Ted Grant

Coup in Iraq

Source: Militant, no. 40 (August 1968)
Transcription: Francesco 2009
Proofread: Fred 2009
Markup: Manuel 2009

The turmoil and upheaval in the Middle East is indicated by the new coup in Iraq. The revolution of 1958 overthrew the puppet Monarchy, a tool of British imperialism. Since then Iraq has had military-police dictatorships hovering between the threat of revolution and counter-revolution. The landlords have continued to exploit the peasants despite the often repeated promises of land reform which have not been carried out. Oil, and Iraq is rich in oil, has dominated the politics of the country, as it is one of the main questions for the area. The corrupt landlord-capitalist regime, has been unable to solve any of the problems facing the peoples of Iraq. The Kurdish people have failed to gain their autonomy and national rights despite the pledges of the rulers in Baghdad.

The craven capitulation of the Communist Party after the July 1958 revolution led to the victory of counterrevolution by means of a seizure of power by the generals. The right wing Baath Socialist Party leaders helped in this process, crushing and banning the Communist Party, with the brunt of the terror being borne by the unfortunate rank and file. The Baath socialists in their turn were ousted by the very man, General Aref, whom they had raised to power.

The accumulation of the misery of the people, the stagnation and corruption of the rule of the generals, the ferment provoked by the defeat of the Arab armies in the Israeli war had its effect. The revolution in Syria, carried through by left wing Baathists with the support of the Syrian workers and peasants, has also had its repercussions, even if delayed.

According to the reports it is the right wing of the Baath Socialist Party, or rather their supporters among the young army officers, who have organised this new seizure of power to “restore” the situation as it existed in 1963. In 1963 the Baath organised the coup which ousted and murdered General Kassem only to prepare the seizure of power by their “nominee” President Aref. After his death his brother succeeded to power with the generals, a right-wing military clique. Now they have been overthrown.

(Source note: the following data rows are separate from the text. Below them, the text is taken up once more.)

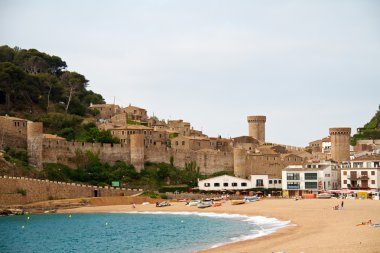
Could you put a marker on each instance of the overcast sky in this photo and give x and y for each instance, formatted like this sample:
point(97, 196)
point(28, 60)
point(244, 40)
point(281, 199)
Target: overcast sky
point(306, 65)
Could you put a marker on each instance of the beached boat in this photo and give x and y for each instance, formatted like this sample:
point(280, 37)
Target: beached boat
point(237, 202)
point(162, 204)
point(324, 196)
point(204, 204)
point(251, 199)
point(193, 203)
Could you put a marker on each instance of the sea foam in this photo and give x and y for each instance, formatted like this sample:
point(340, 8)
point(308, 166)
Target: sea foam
point(263, 225)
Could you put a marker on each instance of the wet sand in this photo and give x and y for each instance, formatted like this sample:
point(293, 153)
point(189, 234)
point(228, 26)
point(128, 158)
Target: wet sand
point(318, 228)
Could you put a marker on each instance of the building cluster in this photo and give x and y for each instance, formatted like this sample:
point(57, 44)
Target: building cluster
point(255, 162)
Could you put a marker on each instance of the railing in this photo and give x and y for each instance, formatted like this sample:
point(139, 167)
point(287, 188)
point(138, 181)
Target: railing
point(361, 177)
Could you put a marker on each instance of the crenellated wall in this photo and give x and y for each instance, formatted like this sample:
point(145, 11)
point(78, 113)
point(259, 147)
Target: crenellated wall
point(62, 151)
point(41, 190)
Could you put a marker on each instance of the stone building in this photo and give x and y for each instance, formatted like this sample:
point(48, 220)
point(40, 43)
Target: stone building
point(340, 143)
point(106, 111)
point(256, 127)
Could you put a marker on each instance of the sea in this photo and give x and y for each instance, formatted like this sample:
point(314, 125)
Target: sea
point(129, 232)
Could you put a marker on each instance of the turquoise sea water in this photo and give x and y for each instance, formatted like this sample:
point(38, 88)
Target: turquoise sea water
point(127, 232)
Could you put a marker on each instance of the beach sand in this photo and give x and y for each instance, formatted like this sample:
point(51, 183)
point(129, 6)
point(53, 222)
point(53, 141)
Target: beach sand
point(318, 228)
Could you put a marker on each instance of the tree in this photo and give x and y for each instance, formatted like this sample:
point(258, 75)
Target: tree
point(73, 83)
point(11, 78)
point(48, 82)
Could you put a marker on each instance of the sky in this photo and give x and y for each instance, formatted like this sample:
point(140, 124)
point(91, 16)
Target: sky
point(306, 65)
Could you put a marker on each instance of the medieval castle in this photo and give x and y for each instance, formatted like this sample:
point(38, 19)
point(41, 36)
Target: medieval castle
point(144, 138)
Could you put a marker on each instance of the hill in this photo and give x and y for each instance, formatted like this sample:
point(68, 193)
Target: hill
point(33, 82)
point(371, 130)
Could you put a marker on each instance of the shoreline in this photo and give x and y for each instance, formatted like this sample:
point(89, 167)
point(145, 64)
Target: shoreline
point(318, 227)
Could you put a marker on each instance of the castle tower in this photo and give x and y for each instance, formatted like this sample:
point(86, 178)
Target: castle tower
point(137, 151)
point(239, 162)
point(340, 143)
point(256, 127)
point(34, 137)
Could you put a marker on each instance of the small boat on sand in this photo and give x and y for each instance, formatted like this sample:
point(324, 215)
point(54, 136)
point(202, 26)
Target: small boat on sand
point(251, 199)
point(237, 202)
point(204, 204)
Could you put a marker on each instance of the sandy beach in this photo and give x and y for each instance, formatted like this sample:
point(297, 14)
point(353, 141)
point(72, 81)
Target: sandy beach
point(318, 228)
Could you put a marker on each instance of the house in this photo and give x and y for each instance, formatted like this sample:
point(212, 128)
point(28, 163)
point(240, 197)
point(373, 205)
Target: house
point(224, 182)
point(309, 178)
point(363, 174)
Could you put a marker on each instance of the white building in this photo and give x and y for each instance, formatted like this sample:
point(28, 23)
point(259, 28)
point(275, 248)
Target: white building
point(226, 182)
point(309, 178)
point(265, 182)
point(363, 174)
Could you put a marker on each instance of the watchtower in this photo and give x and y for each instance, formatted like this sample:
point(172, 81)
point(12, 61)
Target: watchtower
point(256, 127)
point(340, 143)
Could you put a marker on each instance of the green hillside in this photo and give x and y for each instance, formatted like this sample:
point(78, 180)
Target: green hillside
point(33, 82)
point(371, 130)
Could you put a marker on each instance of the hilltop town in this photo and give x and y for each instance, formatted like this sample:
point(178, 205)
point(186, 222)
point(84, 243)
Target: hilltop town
point(146, 139)
point(62, 120)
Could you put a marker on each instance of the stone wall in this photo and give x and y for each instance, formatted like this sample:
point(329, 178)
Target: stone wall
point(41, 190)
point(61, 151)
point(12, 132)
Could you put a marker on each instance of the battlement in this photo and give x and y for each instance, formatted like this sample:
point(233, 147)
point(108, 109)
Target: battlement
point(340, 131)
point(258, 118)
point(42, 190)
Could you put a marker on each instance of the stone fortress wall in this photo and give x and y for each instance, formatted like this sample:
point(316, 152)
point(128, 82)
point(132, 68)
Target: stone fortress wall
point(41, 190)
point(245, 161)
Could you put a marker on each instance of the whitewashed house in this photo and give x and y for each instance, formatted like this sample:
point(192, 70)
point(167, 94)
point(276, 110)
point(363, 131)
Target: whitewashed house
point(309, 178)
point(224, 182)
point(265, 182)
point(363, 174)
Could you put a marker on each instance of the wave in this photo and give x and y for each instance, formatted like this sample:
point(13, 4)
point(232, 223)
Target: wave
point(265, 225)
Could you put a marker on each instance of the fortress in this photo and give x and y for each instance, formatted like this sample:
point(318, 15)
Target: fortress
point(145, 139)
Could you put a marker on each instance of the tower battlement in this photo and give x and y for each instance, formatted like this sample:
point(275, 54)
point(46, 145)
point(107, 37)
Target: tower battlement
point(256, 127)
point(340, 143)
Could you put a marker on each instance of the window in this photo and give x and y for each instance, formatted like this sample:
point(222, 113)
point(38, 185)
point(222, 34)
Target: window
point(293, 176)
point(311, 185)
point(293, 186)
point(259, 182)
point(310, 176)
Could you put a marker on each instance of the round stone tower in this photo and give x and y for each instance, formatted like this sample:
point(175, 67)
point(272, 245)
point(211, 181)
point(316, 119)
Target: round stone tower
point(239, 162)
point(256, 127)
point(137, 151)
point(340, 143)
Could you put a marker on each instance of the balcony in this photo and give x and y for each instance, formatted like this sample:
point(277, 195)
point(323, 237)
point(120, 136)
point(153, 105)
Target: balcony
point(361, 177)
point(357, 187)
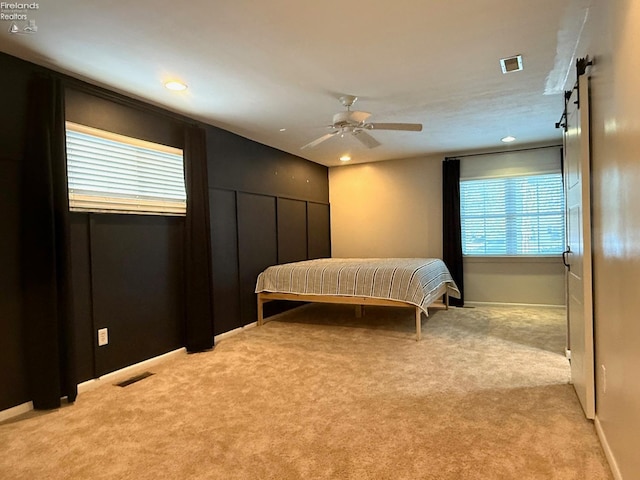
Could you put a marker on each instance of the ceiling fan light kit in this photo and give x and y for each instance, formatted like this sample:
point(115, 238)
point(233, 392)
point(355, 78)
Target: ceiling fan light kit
point(354, 122)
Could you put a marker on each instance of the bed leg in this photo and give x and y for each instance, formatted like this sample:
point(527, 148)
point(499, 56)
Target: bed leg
point(260, 312)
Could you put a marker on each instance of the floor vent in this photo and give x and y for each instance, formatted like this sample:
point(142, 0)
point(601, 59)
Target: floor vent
point(135, 379)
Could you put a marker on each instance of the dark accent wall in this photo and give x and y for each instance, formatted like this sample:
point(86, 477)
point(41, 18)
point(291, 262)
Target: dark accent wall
point(267, 207)
point(137, 281)
point(13, 84)
point(276, 210)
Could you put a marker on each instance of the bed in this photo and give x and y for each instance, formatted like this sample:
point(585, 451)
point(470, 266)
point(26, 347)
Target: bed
point(397, 282)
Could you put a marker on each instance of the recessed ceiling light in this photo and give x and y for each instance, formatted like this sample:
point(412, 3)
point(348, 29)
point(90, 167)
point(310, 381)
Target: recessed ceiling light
point(175, 86)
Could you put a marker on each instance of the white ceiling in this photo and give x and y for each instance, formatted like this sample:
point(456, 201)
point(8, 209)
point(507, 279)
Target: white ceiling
point(256, 66)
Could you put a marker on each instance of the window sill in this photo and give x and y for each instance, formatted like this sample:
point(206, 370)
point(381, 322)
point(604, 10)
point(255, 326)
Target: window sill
point(511, 259)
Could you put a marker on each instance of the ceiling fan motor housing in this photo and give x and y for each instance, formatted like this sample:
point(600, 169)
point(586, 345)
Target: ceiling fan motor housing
point(349, 118)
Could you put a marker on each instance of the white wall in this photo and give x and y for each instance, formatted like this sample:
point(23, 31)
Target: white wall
point(537, 281)
point(387, 209)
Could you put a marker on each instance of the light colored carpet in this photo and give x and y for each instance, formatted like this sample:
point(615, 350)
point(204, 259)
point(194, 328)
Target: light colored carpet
point(319, 394)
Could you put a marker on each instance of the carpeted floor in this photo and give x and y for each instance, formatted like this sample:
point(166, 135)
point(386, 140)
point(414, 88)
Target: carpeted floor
point(320, 394)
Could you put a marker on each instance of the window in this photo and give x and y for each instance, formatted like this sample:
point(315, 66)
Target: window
point(517, 215)
point(113, 173)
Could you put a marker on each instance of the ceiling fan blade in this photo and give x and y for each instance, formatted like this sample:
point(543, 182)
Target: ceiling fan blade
point(366, 139)
point(318, 141)
point(410, 127)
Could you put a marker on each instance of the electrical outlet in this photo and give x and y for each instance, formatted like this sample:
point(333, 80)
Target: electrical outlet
point(103, 336)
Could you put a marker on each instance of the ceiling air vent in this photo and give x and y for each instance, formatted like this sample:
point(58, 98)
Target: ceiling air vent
point(511, 64)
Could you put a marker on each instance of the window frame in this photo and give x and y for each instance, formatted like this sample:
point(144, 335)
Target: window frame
point(85, 200)
point(511, 231)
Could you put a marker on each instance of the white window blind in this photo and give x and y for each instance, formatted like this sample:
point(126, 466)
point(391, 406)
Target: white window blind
point(516, 215)
point(107, 172)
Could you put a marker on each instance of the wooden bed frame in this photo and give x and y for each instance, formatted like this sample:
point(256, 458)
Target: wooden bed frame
point(359, 302)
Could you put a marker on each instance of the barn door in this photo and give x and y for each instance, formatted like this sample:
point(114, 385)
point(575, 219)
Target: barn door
point(578, 255)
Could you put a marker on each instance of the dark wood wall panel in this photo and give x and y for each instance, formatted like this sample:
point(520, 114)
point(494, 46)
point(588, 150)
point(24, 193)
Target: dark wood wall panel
point(127, 271)
point(318, 230)
point(82, 301)
point(257, 246)
point(224, 249)
point(292, 230)
point(236, 163)
point(137, 277)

It will be impossible to put the clock back to 1963. The rule of the Baath lasted only 9 months, till President Aref organised his own grab for power. Now the new president is Ahmed Hassan Bakr, who was the Baath Prime Minister during their 9 months’ rule in 1963. However, the right wing Baathist will not be able to maintain power for a long period. No more than in 1963 do they have a solution to the problems facing Iraq today. Either they will move to the left, be replaced by a more left wing government akin to that of Syria or they will prepare the way for a new right wing take-over.

Meanwhile they will try and divert the attention of the Iraqi people from their problems by using the Israeli question, the problem of the regime in Jordan and possibly, as the imperialists would wish, aiding conspiracies against the left wing Baathist government in Syria. It is just as likely that the Syrian Bonapartist workers’ state can have an effect on the Baghdad regime. This in turn will have repercussions in Jordan, Egypt and the semi-feudal sheikhdoms in Saudi Arabia. The British imperialist dominated Kuwait regime has been the first Arab country to recognise the new government.

However, the calculations of the Imperialists may be falsified by events. The instability of the Middle East during the last decade means that the fall of one government provokes repercussions among the others. Iraqi landlordism and capitalism have not been stabilised. The workers and peasants have still the possibility of putting their imprint on events, as eventually they must.